L‘Homme brille souvent par son inhumanité. C’est ce qui vient immédiatement à l’esprit en sortant de la projection de Frantz Fanon, le film d’Abdenour Zahzah.

Si un tel film a pu passer inaperçu, c’est bien parce qu’il est sorti en plein cœur de l’été, quelques jours avant le centenaire de la naissance de Frantz Fanon. Focalisé sur l’expérience algérienne du jeune médecin, ce film, dont le sous-titre est Chroniques fidèles survenues au siècle dernier à l’hôpital psychiatrique Blida-Joinville, au temps où le Docteur Frantz Fanon était chef de la cinquième division entre 1953 et 1956, met en avant l’accueil pour le moins glacial qu’il reçoit à l’hôpital psychiatrique de Blida-Joinville, un hôpital conséquent qui comprend autant de lits que de soignants et qui se targue d’être non seulement le meilleur hôpital psychiatrique de France mais d’Afrique.

Cet accueil chahuté contraste avec la photographie parfaite et les nombreux plans fixes qui renvoient tantôt au travail de Raymond Depardon dans les asiles italiens, tantôt à celui de Sebastião Salgado. Mais ce qui apparaît surtout, et avec force, c’est que tout asile est une prison, toute fenêtre fermée insoutenable, tout interné n’étant qu’un homme parqué à l’écart du reste de l’humanité, à la seule fin de protéger cette dernière.

Certains s’étonneront qu’un biopic se concentre à ce point sur trois années de la vie de Fanon. C’est au contraire ce qu’il fallait faire pour éviter le biopic linéaire et convenu, et donner à voir la trajectoire du psychiatre, dans le sillage des premiers travaux d’Erving Goffman ou de Michel Foucault, parus à la même époque. L’engagement politique de Fanon, au lieu d’être saturé d’images grandiloquentes, culmine lors d’un meeting, mais Alexandre Desane, qui ressemble à s’y méprendre à Fanon lui-même, est on ne peut plus crédible et transpire la révolte intérieure d’un homme entier tout au long du film. Il n’y a qu’à voir sa réaction lorsque sa femme lui annonce qu’elle est enceinte.
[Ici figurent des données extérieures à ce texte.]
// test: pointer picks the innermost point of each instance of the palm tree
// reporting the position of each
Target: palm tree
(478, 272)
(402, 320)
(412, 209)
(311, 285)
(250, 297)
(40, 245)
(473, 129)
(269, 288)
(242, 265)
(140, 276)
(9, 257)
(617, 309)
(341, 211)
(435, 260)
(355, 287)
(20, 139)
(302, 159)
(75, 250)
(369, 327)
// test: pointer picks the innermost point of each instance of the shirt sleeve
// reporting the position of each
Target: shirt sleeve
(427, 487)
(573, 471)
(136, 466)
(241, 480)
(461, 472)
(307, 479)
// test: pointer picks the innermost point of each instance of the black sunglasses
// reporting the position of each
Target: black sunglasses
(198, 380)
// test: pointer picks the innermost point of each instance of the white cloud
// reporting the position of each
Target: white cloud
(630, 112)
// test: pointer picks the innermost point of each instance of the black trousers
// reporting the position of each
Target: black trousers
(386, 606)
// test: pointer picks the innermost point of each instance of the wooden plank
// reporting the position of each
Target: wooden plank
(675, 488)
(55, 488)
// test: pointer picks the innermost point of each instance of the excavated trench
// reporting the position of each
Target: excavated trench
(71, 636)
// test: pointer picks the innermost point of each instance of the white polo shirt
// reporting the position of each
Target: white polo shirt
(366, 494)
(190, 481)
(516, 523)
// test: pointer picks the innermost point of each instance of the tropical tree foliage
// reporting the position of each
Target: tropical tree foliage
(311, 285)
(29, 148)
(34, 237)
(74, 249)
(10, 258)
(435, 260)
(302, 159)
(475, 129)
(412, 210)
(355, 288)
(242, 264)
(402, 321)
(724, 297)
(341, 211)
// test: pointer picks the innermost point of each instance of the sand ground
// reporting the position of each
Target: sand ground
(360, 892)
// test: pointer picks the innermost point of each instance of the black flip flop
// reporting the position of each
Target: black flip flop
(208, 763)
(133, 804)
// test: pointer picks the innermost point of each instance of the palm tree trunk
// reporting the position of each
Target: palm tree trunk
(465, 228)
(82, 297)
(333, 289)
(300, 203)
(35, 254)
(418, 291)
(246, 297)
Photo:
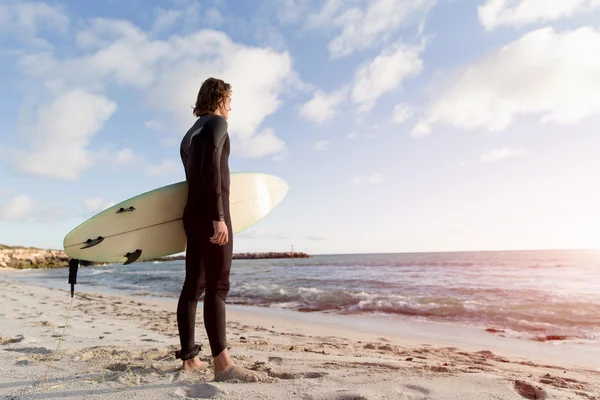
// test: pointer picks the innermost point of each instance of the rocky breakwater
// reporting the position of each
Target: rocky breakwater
(14, 257)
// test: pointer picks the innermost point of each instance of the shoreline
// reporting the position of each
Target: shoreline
(416, 327)
(129, 341)
(18, 257)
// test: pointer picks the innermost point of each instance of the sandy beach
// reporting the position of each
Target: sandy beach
(118, 347)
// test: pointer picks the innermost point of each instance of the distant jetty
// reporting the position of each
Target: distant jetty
(31, 257)
(246, 256)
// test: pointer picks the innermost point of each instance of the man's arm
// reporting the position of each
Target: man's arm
(214, 138)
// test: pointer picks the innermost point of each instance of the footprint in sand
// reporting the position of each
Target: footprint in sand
(417, 392)
(32, 350)
(350, 397)
(199, 391)
(9, 340)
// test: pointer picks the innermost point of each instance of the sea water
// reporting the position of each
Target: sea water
(531, 294)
La leçon dispensée par le docteur Fanon est à ce titre emblématique. Son cours s’intitule : « L’enfermement ». De ce cours, comme du reste, ses collègues se gaussent, notamment quand il entend fêter Noël et qu’ils lui confient le pavillon des musulmans en disant en aparté : « On verra ce qu’il pourra fêter avec eux ». C’est que le racisme ordinaire, colonial, va de pair avec un enfermement inhumain, archaïque, qui repose sur une méconnaissance totale des évolutions de la psychiatrie autant que sur des arguments fallacieux qui s’appuient sur « l’école d’Alger », fondée vingt ans plus tôt, et soi-disant la seule légitime.
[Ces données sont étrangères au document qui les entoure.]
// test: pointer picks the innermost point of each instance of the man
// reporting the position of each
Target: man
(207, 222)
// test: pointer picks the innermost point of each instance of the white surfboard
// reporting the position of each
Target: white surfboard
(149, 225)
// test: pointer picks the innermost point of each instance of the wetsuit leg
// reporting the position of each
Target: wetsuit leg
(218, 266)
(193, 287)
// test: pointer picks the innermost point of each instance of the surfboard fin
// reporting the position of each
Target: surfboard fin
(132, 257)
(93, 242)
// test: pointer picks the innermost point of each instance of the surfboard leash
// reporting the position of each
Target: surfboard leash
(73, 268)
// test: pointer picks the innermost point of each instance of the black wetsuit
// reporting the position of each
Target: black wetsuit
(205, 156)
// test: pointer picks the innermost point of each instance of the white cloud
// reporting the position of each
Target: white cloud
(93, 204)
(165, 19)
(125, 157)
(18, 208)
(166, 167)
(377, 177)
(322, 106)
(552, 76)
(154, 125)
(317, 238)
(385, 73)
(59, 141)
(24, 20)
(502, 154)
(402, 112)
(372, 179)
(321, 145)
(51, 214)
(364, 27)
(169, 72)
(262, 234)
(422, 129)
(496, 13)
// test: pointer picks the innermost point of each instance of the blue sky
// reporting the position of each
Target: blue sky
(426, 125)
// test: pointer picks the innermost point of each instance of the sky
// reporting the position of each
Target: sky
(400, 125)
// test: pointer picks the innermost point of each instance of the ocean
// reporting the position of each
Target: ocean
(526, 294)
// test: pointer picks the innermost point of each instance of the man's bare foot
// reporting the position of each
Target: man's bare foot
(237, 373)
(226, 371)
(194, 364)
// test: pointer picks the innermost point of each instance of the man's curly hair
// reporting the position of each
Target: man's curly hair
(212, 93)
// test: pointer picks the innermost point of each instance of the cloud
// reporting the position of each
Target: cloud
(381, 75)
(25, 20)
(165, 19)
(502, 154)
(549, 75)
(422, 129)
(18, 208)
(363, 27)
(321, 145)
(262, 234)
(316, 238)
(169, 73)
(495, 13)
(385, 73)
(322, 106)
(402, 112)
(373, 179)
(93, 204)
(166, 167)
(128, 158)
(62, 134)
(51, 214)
Fanon, qui n’en a cure, injecte dans cet hôpital ce qu’il a appris auprès de François Tosquelles. Obstiné, il trace son sillon, entend d’abord et avant tout « soigner les soignants ». Après quoi, il s’agira « d’ouvrir les murs ». Car un homme, ça ne s’attache pas à un arbre ; pas plus que ça ne porte un vêtement ou un sobriquet humiliants. En cela, le film d’Abdenour Zahzah, aussi percutant que pertinent, sans jamais être misérabiliste ou manichéen, fait souvent penser à un documentaire, alternant réflexions micro et macroéconomiques.

La guerre mondiale, la guerre mondiale, répète un interné, ce à quoi Fanon répond qu’il l’a faite, lui, la guerre mondiale, et qu’il pourra lui en parler ; qu’il pourra même lui montrer sa cicatrice, s’il le souhaite, mais un autre jour, car il n’est d’autre façon de se reconnecter à l’homme qu’en l’écoutant et en lui parlant. C’est pourquoi, pour Fanon qui agit contre vents et marées, ouvrir un café est un acte thérapeutique, tout comme la volonté de réunir les personnes internées, pour parler de tout et de rien, chaque semaine et pourquoi pas deux fois par semaine, puisque la psychiatrie n’est pas une sinécure.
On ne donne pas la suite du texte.